Today, the Supreme Court heard oral arguments to decide whether Section 230 immunity shields online platforms from liabilities when relying on algorithms to make targeted recommendations. Many Section 230 defenders feared that the court might be eager to chip away at the statute’s protections, terrified that in the worst-case scenario, the Supreme Court could doom the Internet as we know it.There are some legitimate legal issues here, but they kept going back to ridiculous hypotheticals:
JUSTICE SOTOMAYOR: -- if you write an algorithm for someone that, in its structure, ensures the discrimination between people, a dating app, for example, someone comes to you and says, I'm going to create an algorithm that inherently discriminates against people, it won't match black people to white people, Asian people to Hispanics, it's going to discriminate, you would say that Internet provider is discriminating, correct?It appears that think it should be illegal for someone to express a racial preference while dating!MR. SCHNAPPER [lawyer against Google]: I would ...

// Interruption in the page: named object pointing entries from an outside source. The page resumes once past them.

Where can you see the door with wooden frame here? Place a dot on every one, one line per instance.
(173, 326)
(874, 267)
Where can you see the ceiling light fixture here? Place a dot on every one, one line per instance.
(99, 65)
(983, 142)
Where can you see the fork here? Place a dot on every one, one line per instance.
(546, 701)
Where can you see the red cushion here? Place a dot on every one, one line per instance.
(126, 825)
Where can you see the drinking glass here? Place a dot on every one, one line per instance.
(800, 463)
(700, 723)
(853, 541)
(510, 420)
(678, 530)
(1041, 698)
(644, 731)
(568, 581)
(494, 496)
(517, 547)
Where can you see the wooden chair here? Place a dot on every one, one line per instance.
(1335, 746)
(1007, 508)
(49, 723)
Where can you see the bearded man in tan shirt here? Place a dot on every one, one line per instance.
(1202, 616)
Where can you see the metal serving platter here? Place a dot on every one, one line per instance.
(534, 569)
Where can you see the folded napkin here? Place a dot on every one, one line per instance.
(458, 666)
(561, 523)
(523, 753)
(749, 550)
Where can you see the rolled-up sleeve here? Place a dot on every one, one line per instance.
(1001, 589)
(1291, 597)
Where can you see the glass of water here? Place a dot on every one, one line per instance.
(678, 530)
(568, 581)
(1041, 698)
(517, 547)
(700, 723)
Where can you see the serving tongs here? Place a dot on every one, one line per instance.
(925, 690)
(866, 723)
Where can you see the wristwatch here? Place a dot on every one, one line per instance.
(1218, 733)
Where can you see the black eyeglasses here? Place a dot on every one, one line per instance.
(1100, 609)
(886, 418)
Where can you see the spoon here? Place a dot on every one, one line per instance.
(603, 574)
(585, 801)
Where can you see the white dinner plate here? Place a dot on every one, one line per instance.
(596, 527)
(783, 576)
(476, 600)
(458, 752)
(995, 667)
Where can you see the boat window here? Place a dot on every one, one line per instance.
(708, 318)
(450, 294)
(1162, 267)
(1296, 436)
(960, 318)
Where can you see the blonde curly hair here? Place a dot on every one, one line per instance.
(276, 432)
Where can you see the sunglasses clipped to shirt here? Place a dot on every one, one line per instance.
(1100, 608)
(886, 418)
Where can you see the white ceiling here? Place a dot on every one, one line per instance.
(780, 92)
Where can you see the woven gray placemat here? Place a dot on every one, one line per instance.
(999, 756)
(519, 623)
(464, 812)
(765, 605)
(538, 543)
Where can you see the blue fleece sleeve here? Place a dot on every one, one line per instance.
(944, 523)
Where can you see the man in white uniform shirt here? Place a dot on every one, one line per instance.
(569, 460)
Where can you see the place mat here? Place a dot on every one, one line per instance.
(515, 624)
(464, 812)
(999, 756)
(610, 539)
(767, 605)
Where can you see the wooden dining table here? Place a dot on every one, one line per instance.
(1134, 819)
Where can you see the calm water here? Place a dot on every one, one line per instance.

JUSTICE BARRETT: Ms. Blatt, what about Justice Sotomayor's dating hypothetical? The discrimination, like, oh, we're only going to -- we're not going to match black people and white people, et cetera. What about that? Is that given 230's shield?

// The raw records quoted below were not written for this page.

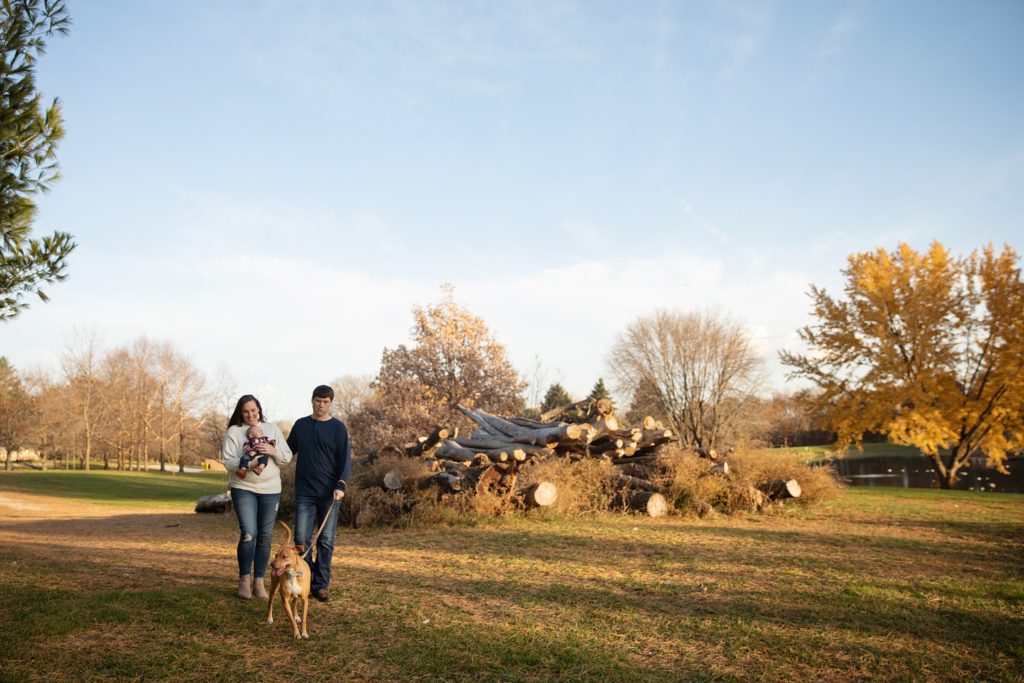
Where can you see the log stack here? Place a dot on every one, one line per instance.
(488, 461)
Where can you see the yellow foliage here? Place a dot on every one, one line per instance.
(926, 347)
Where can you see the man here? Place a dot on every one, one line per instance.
(323, 463)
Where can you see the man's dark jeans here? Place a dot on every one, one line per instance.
(309, 514)
(256, 513)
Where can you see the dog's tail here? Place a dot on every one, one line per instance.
(289, 529)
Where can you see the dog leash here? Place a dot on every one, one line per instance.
(316, 536)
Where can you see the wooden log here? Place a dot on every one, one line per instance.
(393, 479)
(386, 451)
(605, 443)
(446, 481)
(652, 436)
(641, 470)
(218, 503)
(534, 424)
(649, 503)
(721, 469)
(540, 495)
(635, 459)
(603, 424)
(603, 407)
(429, 442)
(779, 489)
(627, 481)
(452, 451)
(487, 479)
(520, 434)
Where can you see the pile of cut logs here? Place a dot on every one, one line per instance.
(492, 458)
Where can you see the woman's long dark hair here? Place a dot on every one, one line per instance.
(236, 419)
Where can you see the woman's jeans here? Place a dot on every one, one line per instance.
(256, 513)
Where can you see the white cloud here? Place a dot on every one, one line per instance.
(283, 325)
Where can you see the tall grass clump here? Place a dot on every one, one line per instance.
(693, 486)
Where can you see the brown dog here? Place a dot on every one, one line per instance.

MS. BLATT [lawyer for Google]: Absolutely not, because any disparate treatment claim or race discrimination is saying you're treating people different regardless of the content.
Someday, if a White woman wants to get married to a White man, she will have to document that she has at least tried dating some Black men, as well as some LGBTQ people.
Google may win this case, but it appears that it will lose some of its immunity.